Мама, пойдём на рыбалку. Тени наши легки.

 

Девочка ямку копает, чтобы в неё сажать

мёртвое тельце жука, котёнка, слонёнка, ежа,

вырастет белое дерево, белая кошка под ним

будет мурлыкать и петь, мамочка, обними.

 

* * *

 

Когда меня спросят –

Зачем всё это:

Стихи,

Работа от рассвета и до рассвета,

Путешествия,

Незнакомые города,

Награды, не пригодившиеся никогда,

Третье высшее образование,

Второй брак,

Стрижка, спортзал, маникюр, гель-лак,

И ещё вот эти мучительно

Сброшенные килограммы.

Я скажу:

«Я, на самом деле,

Хотела порадовать маму».

 

У мамы росла девочка,

Золотая дочка, отличница,

Мама кормила её молоком и мёдом,

Ставила ей горчичники,

И росла она выше неба,

Росла она жарче огня,

И выросла в итоге в меня.

 

В дурацкую, неприкаянную меня.

 

Колется в горле боль, как иголка еловая.

Съела я мамину девочку, золотую, русоголовую,

Кашу варю перловую, мою раму,

Как мне теперь тебя порадовать, мама?

 

* * *

 

Мама, я сегодня проснулась и поняла, что умру.

Я погладила толстенького кота, пожарила пару яиц,

вышла на улицу в летнюю злую жару,

купила мороженое, перешла Каменноостровский, и

всё равно понимала, что умру, что это неотвратимо,

что это уже можно потрогать, понюхать, попробовать языком.

И солнце лилось с небес, и машины ехали мимо,

и было видно ясно и далеко.

Мама, так странно было, что ты не зовёшь домой,

что я не рисую классики, что я не в своём дворе,

что я потерялась и непременно умру – такой

закон непреложный выросшей детворе.

Скоро наступит осень, мама, придёт водою и листопадом,

и листья поднимутся над полями клубками дыма

А я шла по Каменноостровскому, и смерть моя тоже рядом

шла, а я была живая невыносимо.

 

* * *

 

В небесном своём Простоквашино

небесный сидит Матроскин,

светло в избёнке некрашеной,

по небу ползут полоски

красного-красного цвета

красного-красного детства.

Матроскин ест – вниз котлетой

бутерброд из августа месяца.

Вагон голубой, качаясь,

идёт к облакам кудрявым,

И стебельки иван-чая

За ним не склоняются.
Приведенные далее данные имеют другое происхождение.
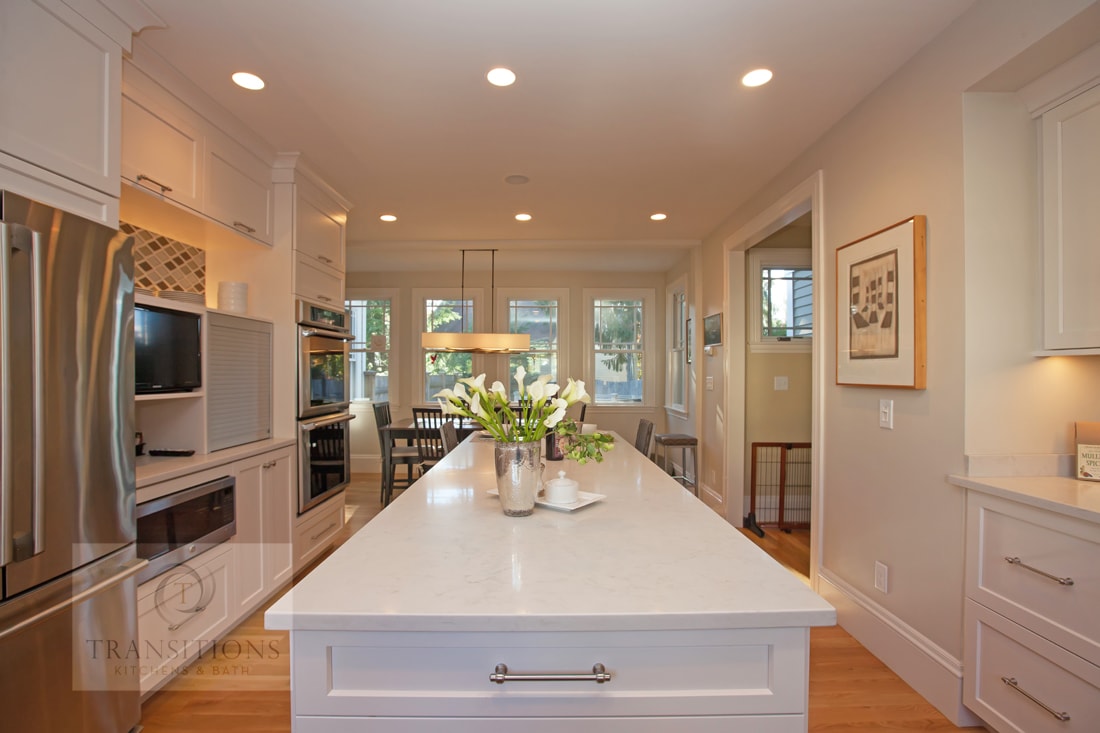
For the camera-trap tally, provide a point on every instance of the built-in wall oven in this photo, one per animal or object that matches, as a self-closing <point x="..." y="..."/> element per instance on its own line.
<point x="323" y="400"/>
<point x="176" y="527"/>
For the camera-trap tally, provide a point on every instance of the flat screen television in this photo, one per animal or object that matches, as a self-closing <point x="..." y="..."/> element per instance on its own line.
<point x="167" y="350"/>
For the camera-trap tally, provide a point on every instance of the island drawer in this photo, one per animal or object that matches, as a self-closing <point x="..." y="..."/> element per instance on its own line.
<point x="668" y="673"/>
<point x="1037" y="568"/>
<point x="1012" y="674"/>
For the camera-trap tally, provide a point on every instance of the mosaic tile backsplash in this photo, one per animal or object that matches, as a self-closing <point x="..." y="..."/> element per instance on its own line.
<point x="166" y="265"/>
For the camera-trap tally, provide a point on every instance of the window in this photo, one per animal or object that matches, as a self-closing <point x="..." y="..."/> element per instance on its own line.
<point x="782" y="299"/>
<point x="442" y="369"/>
<point x="675" y="389"/>
<point x="539" y="318"/>
<point x="369" y="352"/>
<point x="619" y="328"/>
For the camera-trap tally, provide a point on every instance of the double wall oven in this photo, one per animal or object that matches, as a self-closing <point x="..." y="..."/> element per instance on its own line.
<point x="323" y="401"/>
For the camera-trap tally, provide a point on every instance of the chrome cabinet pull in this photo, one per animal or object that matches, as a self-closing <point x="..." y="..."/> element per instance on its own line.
<point x="600" y="675"/>
<point x="1011" y="681"/>
<point x="322" y="533"/>
<point x="1016" y="560"/>
<point x="164" y="189"/>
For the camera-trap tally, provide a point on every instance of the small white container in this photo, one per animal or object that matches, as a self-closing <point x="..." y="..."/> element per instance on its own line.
<point x="562" y="490"/>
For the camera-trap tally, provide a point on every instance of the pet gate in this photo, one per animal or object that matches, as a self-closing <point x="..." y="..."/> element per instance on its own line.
<point x="780" y="487"/>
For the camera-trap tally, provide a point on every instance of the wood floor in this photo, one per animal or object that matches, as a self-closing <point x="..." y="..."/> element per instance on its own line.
<point x="849" y="688"/>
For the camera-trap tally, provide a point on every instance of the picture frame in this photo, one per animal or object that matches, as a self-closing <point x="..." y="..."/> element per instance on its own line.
<point x="880" y="308"/>
<point x="712" y="330"/>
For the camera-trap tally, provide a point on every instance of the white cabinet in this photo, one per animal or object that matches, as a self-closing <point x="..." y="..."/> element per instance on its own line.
<point x="264" y="516"/>
<point x="1071" y="223"/>
<point x="316" y="529"/>
<point x="238" y="188"/>
<point x="59" y="121"/>
<point x="1032" y="643"/>
<point x="172" y="151"/>
<point x="162" y="151"/>
<point x="182" y="611"/>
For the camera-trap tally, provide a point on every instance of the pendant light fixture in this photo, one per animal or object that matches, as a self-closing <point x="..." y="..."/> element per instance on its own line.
<point x="476" y="342"/>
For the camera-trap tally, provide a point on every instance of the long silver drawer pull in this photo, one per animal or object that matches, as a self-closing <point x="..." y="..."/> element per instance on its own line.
<point x="164" y="189"/>
<point x="1016" y="560"/>
<point x="600" y="675"/>
<point x="1011" y="681"/>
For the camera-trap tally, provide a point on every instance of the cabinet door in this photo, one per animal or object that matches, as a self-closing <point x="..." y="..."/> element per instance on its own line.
<point x="162" y="152"/>
<point x="249" y="539"/>
<point x="59" y="87"/>
<point x="315" y="282"/>
<point x="239" y="188"/>
<point x="278" y="485"/>
<point x="1071" y="222"/>
<point x="320" y="233"/>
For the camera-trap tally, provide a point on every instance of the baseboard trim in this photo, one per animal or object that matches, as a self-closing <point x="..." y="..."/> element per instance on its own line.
<point x="923" y="665"/>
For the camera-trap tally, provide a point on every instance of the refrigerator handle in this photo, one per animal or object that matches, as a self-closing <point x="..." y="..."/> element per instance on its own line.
<point x="6" y="456"/>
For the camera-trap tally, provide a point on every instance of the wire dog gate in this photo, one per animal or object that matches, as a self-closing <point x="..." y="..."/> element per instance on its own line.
<point x="780" y="487"/>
Прямо

Стоят, облетая синим,

а в вагоне – там Чебурашка,

и ящики с апельсинами,

и папа в белой рубашке,

и мама, и кошка трёхцветная,

и восьмидесятые рядом,

и мы, совершенно – летние

туда когда-нибудь сядем.

 

* * *

 

Это детство: выходишь ты вечером из реки,

а в низине туман. И туман заливает коров,

их мычанье, тебя: вот ты голый, торчат позвонки,

и пупырышки вот на руках и ногах. И закат бордов –

 

значит, будет ветреный день. Пахнет поле парным молоком,

а вернёшься – и выпьешь кружку, тёплое будет ещё,

но пока не домой, пока что – среди цветков,

синих, пахнущих на закате остро и горячо.

 

Сколько лет я пытаюсь вернуться в этот чертог,

в синеискрые эти бессмертники, серебристую эту полынь,

да какая-то я не такая, да что-то со мной не то,

моя кровь теперь кровь, а не серебро и стынь.

 

Но ведь где-то он должен быть для таких, как я, –

для потерянных, для ненужных, для лишних бродяг –

эта песня лягушек и запах вечерний ручья,

и к парному идёт молоку человек-дурак.